Sobre la libertad de los salvos

Por Daniel Vicente Carrillo

 
Los actos moralmente buenos incrementan el bien del universo. Luego, prima facie, es mejor un universo que los incluya que otro que los excluya. Sin embargo, una prueba eterna implicaría la condenación de todos, ya que, si existe en el sujeto una posibilidad actual de obrar mal, ésta ha de realizarse necesariamente cuando aquél cuenta con una eternidad de tiempo. Esto conlleva que en un mundo así incluso los santos acaben cometiendo grandes atrocidades, por lo que no habría santos, al confundirse monstruosamente la virtud y el vicio. Es conveniente por esta razón que el hombre muera y  en base a sus merecimientos renazca a una naturaleza mejor, pues resulta imposible que una virtud imperfecta resista una tentación eterna.
Por otro lado, me he esforzado en argumentar que no hay automatismo moral en el Cielo, aunque tampoco haya libertad para elegir el mal. La hubo en la vida terrena de los salvos y, dado que no son seres substancialmente distintos en una y otra vida, sino que hay una continuidad moral entre ambos estadios, es falso afirmar que habiendo sido seres morales, más tarde dejaron de serlo. Pues, dado que la condición de ser moral es innata y no el resultado de una elección, no depende de que se dé una libertad efectiva en el sujeto que la posee, sino de que pueda darse o, con más razón, se haya dado. Por idéntico motivo llamamos mamífero al ser que puede mamar, no al que mama; ave al que puede volar, no al que vuela; reptil al que puede reptar, no al que repta.
La bondad perfecta del santo tampoco es ajena al mal, pues debe conocerlo y juzgarlo, aunque no pueda obrarlo. Ese no poder no es impotencia, sino exceso de potencia, porque la tentación que mueve al hombre a contradecirse y a consumar absurdos morales es en aquél lo suficientemente débil como para no realizarse jamás, así como la fricción del aire en una piedra nunca basta para evitar su descenso. Análogamente, un ser racional no puede convertirse en irracional por su propia voluntad sin que medie al mismo tiempo un embotamiento de sus facultades. No obstante, no por participar de la racionalidad es ajeno al instinto de los irracionales, que también posee y, con todo, es capaz de dominar. No carece de instinto como un ser inanimado; tampoco el santo carece de libertad como el autómata. Llegados a un grado de perfección superior, ambos pueden prescindir de estas carcasas inútiles, aun cuando guarden de ellas vestigios.

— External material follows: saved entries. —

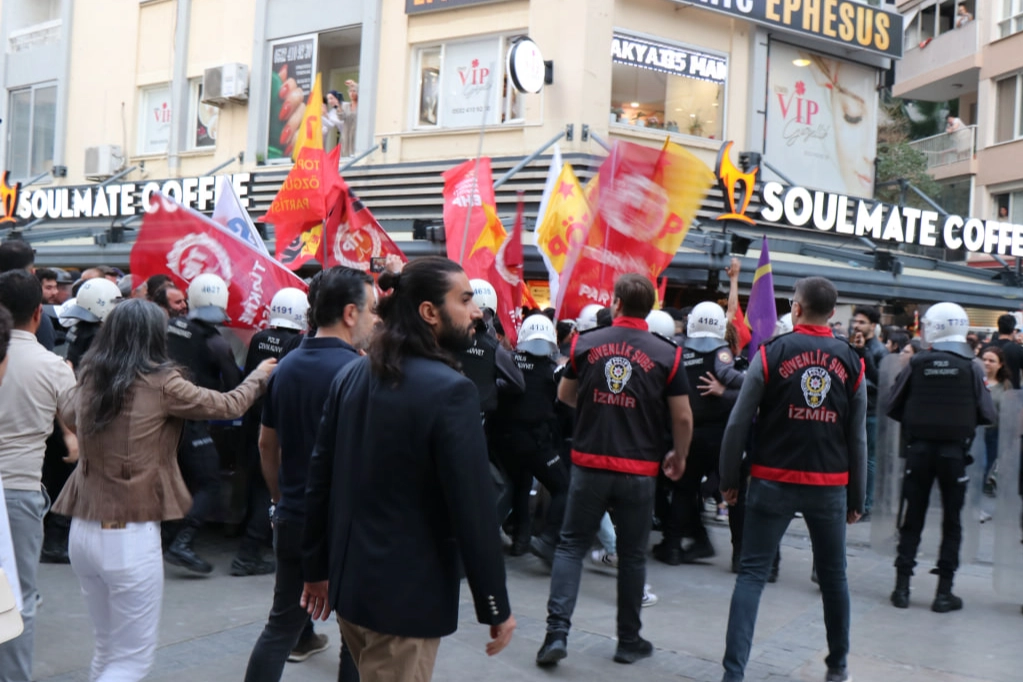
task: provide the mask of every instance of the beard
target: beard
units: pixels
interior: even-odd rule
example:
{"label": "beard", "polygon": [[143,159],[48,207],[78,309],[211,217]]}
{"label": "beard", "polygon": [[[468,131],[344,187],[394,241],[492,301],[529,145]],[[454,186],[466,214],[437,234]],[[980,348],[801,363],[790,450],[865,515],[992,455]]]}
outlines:
{"label": "beard", "polygon": [[437,344],[450,353],[461,353],[472,347],[475,323],[458,327],[444,308],[440,309],[441,327],[437,332]]}

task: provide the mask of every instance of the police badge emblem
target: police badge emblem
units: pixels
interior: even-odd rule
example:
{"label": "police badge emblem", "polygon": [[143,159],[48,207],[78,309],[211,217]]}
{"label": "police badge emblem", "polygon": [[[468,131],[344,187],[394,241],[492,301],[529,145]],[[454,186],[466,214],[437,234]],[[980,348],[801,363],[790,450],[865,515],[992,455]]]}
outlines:
{"label": "police badge emblem", "polygon": [[823,367],[808,367],[799,381],[806,404],[817,409],[824,404],[831,390],[831,375]]}
{"label": "police badge emblem", "polygon": [[607,387],[615,395],[625,390],[625,384],[632,378],[632,363],[623,357],[614,357],[604,365]]}

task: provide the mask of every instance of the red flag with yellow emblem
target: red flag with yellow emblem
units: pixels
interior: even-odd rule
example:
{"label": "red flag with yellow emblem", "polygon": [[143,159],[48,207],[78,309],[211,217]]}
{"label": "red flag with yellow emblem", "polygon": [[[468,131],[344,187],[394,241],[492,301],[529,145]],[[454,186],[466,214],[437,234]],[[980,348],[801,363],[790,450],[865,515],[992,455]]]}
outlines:
{"label": "red flag with yellow emblem", "polygon": [[[372,272],[374,258],[408,258],[380,226],[362,200],[342,180],[342,192],[324,224],[327,238],[327,266],[344,265]],[[376,278],[377,273],[373,273]]]}
{"label": "red flag with yellow emblem", "polygon": [[470,279],[488,279],[497,251],[508,237],[497,218],[490,159],[481,157],[478,163],[470,159],[445,171],[443,177],[448,258],[459,263]]}

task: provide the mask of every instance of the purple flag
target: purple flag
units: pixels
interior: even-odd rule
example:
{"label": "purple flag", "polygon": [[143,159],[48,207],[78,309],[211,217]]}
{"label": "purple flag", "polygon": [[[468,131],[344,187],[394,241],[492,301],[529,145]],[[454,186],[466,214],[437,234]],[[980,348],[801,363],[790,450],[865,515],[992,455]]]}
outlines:
{"label": "purple flag", "polygon": [[746,307],[746,324],[752,332],[749,345],[750,359],[760,348],[760,344],[774,336],[774,327],[778,322],[778,311],[774,305],[774,277],[771,275],[771,254],[767,250],[767,237],[760,247],[760,260],[757,261],[757,272],[753,275],[753,288],[749,294],[749,305]]}

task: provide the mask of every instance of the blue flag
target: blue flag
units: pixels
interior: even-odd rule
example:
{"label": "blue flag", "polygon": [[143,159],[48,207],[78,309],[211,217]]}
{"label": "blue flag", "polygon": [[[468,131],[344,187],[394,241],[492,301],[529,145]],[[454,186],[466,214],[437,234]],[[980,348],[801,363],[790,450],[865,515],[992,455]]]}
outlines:
{"label": "blue flag", "polygon": [[750,359],[764,343],[774,336],[778,322],[778,311],[774,305],[774,276],[771,274],[771,254],[767,250],[767,237],[760,247],[757,272],[753,275],[749,305],[746,307],[746,324],[749,325],[752,340],[749,345]]}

En suma, no hay en el Cielo una ausencia de libertad, sino una subordinación total de la libertad al bien. Por tanto, no procede hablar de autómatas, porque eligen espontáneamente, ni de seres moralmente libres, ya que es imposible que los santos, una vez salvos, obren mal. Cristo los comparó maravillosamente con los niños, en los que se dan estas dos cualidades: la moral de conocer el bien y la angélica de preferirlo.